Question

In: Operations Management

The year 2014 was a nightmare for James Littleton. In January 2014, Littleton was diagnosed with...

The year 2014 was a nightmare for James Littleton. In January 2014, Littleton was diagnosed with Type 2 (adult onset) diabetes. In June, Littleton's physician expressed concern regarding the lack of circulation in his left leg, and in October, a circulatory specialist recommended that the left leg be amputated to the knee; reluctantly, but resigned to his fate, Littleton agreed.

On November 1, Littleton is admitted to Pinecrest General Hospital for surgery. In what can only be described as a horrible and catastrophic mistake, the surgeon misreads the diagnosis and surgical instructions and amputates Littleton's right leg by mistake. Littleton's left leg is amputated the next day.

Confined to a wheelchair, but supported by the love, care, and concern of his family, Littleton visits the offices of a local Pinecrest law firm, Stephenson, Gordon, and Ratcliff, which is a general partnership. Stephenson and Gordon agree to represent Littleton in the medical malpractice lawsuit and sign a contract of representation with Littleton, agreeing to represent him for the standard one-third contingency fee, plus associated expenses.
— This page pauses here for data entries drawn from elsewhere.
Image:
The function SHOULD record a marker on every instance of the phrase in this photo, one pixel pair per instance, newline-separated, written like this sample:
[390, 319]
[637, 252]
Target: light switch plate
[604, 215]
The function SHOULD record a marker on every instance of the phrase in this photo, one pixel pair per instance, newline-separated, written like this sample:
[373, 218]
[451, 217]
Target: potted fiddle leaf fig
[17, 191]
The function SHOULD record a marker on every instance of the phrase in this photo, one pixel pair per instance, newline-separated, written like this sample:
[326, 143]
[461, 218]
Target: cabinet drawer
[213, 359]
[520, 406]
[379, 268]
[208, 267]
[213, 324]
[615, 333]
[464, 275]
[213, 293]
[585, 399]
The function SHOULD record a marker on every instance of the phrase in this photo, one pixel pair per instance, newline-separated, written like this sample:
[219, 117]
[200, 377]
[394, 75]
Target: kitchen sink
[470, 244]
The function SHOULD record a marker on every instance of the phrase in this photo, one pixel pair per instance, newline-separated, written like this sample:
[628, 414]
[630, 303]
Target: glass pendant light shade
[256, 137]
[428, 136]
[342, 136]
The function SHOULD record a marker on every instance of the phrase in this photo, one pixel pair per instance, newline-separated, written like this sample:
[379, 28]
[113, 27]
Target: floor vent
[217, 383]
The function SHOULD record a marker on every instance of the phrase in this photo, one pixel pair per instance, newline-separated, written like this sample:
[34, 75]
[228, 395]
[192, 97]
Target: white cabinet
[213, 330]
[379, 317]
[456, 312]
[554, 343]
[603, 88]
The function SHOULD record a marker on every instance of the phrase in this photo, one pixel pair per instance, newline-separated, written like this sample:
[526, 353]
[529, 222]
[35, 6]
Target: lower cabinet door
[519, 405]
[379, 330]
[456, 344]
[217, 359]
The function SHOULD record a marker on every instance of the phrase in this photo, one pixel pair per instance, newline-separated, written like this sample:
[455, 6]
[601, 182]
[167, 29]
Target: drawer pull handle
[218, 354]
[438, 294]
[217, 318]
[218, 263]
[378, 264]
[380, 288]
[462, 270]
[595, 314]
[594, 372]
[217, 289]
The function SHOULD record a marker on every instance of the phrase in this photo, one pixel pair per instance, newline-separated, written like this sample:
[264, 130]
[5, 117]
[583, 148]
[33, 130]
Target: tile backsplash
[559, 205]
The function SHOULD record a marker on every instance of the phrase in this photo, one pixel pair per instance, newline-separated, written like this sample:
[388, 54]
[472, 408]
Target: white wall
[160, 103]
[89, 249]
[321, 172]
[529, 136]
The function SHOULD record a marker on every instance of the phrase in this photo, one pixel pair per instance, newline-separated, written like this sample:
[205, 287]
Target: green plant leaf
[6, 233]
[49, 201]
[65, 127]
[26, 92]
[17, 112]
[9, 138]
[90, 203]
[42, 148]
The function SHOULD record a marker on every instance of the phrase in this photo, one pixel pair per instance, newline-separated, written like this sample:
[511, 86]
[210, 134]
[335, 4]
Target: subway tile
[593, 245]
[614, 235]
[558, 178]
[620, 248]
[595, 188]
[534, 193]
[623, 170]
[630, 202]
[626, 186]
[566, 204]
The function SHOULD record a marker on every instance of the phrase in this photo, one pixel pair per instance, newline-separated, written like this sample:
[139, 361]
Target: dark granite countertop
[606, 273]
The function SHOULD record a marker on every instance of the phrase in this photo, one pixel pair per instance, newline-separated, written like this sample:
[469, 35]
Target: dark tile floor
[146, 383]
The statute of limitations for medical malpractice actions in the state is three years. Because of oversight and neglect (rumor has it that both Stephenson and Gordon have substance abuse problems), the firm fails to file a complaint against the attending surgeon and Pinecrest General Hospital within the three-year period. Even though he lacks legal training, Littleton knows he will be forever barred from bringing a lawsuit against the doctor and the hospital.

Having experienced catastrophic neglect from two professions he once respected, Littleton focuses his energy on bringing Stephenson, Gordon, and Ratcliff to justice. He sues the general partnership, as well as the individual attorneys, Stephenson, Gordon, and Ratcliff, for legal malpractice.
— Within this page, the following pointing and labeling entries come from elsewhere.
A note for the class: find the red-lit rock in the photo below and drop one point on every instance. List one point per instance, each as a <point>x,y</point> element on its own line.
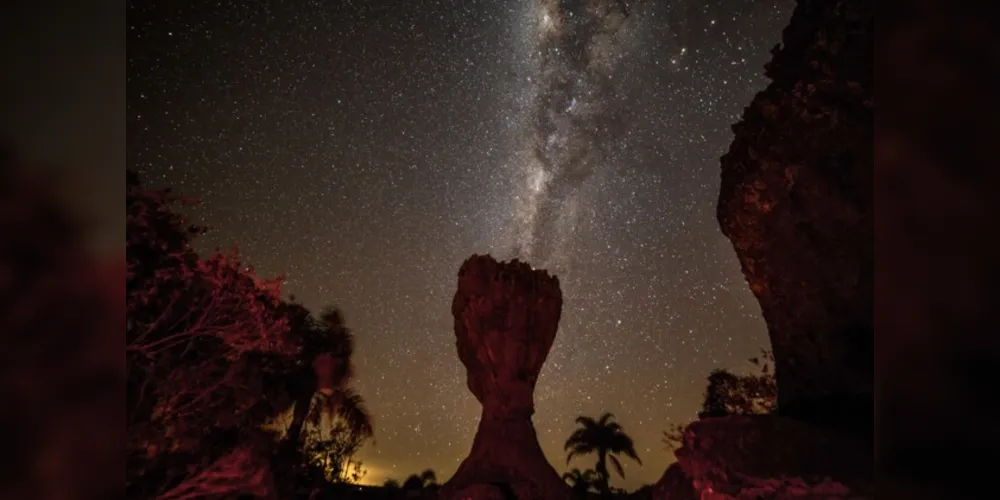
<point>796,201</point>
<point>506,316</point>
<point>674,485</point>
<point>773,457</point>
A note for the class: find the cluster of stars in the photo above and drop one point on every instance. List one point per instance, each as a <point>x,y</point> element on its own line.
<point>364,150</point>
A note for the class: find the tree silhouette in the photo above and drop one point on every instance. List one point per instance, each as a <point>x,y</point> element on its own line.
<point>319,384</point>
<point>198,332</point>
<point>731,394</point>
<point>580,482</point>
<point>606,438</point>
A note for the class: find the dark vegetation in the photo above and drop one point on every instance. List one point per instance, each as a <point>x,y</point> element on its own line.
<point>233,390</point>
<point>214,356</point>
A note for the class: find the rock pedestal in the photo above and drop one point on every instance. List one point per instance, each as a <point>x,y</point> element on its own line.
<point>506,316</point>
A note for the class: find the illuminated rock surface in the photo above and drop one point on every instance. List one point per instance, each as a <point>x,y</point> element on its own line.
<point>506,316</point>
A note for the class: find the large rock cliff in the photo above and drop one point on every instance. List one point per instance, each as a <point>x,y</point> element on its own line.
<point>796,202</point>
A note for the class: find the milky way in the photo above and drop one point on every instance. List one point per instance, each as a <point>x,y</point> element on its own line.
<point>364,149</point>
<point>571,121</point>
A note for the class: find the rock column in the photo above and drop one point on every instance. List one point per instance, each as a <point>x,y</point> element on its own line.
<point>506,316</point>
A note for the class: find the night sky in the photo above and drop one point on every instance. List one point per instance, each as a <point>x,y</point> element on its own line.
<point>365,149</point>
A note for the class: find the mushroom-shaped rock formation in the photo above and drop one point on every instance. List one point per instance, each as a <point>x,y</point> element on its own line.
<point>506,316</point>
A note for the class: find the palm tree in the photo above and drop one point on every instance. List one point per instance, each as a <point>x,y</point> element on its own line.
<point>581,482</point>
<point>606,438</point>
<point>320,385</point>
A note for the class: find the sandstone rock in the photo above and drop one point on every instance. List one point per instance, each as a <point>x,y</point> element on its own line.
<point>772,457</point>
<point>674,485</point>
<point>796,202</point>
<point>506,316</point>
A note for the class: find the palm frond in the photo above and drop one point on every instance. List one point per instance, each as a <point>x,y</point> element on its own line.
<point>578,436</point>
<point>618,465</point>
<point>623,444</point>
<point>350,407</point>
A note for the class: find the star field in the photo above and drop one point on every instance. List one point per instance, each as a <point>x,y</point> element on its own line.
<point>365,149</point>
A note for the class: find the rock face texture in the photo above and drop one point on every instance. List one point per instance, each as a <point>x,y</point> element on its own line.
<point>769,456</point>
<point>796,202</point>
<point>506,316</point>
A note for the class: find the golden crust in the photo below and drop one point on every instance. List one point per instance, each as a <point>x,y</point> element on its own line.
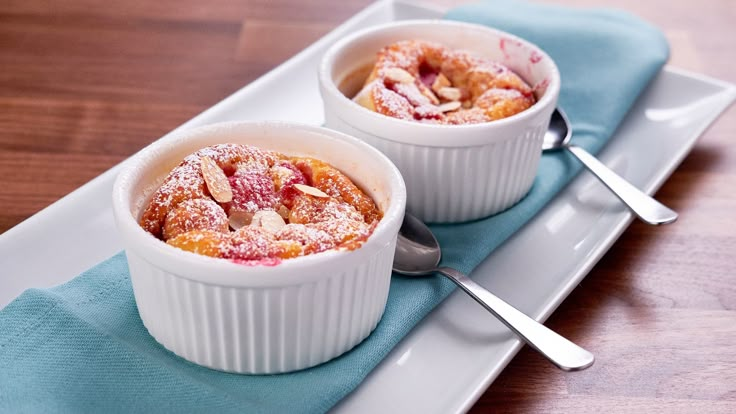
<point>183,213</point>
Ratcliff's attorney moves for dismissal of the claim against his client individually, arguing that Ratcliff was not an attorney of record for Littleton and, as a result, should be dismissed personally from the lawsuit.

What is the applicable rule for partnership liability? Will Physician Ratcliff succeed in his motion for dismissal? Why or Why not? Please explain.

Solutions

Expert Solution

In this case, Ratcliff will not succeed in his motion for dismissal because there is a legal agreement between the partners and Littleton. The partnership agreement states that any business act will be borne by the three partners. Though Stephenson and Gordon agreed to represent Littleton, Ratcliff too is equally responsible for any action that Stephenson and Gordon takes. This is because of the partnership agreement. It is a fact that Stephenson and Gordon initially agreed to represent Littleton in court. This indicates that the law firm would be representing Littleton and not Stephenson and Gordon personally. Additionally, Ratcliff cannot claim that he is absolutely ignorant of the decisions of Stephenson and Gordon because he is one of the partners in the law firm. Hence, the court do not have sufficient claims to dismiss Ratcliff from the lawsuit because even he is equally responsible for the partnership liability of the law firm. The applicable rule for partnership liability is that all partners of a partnership firm is responsible for the conduct of the business.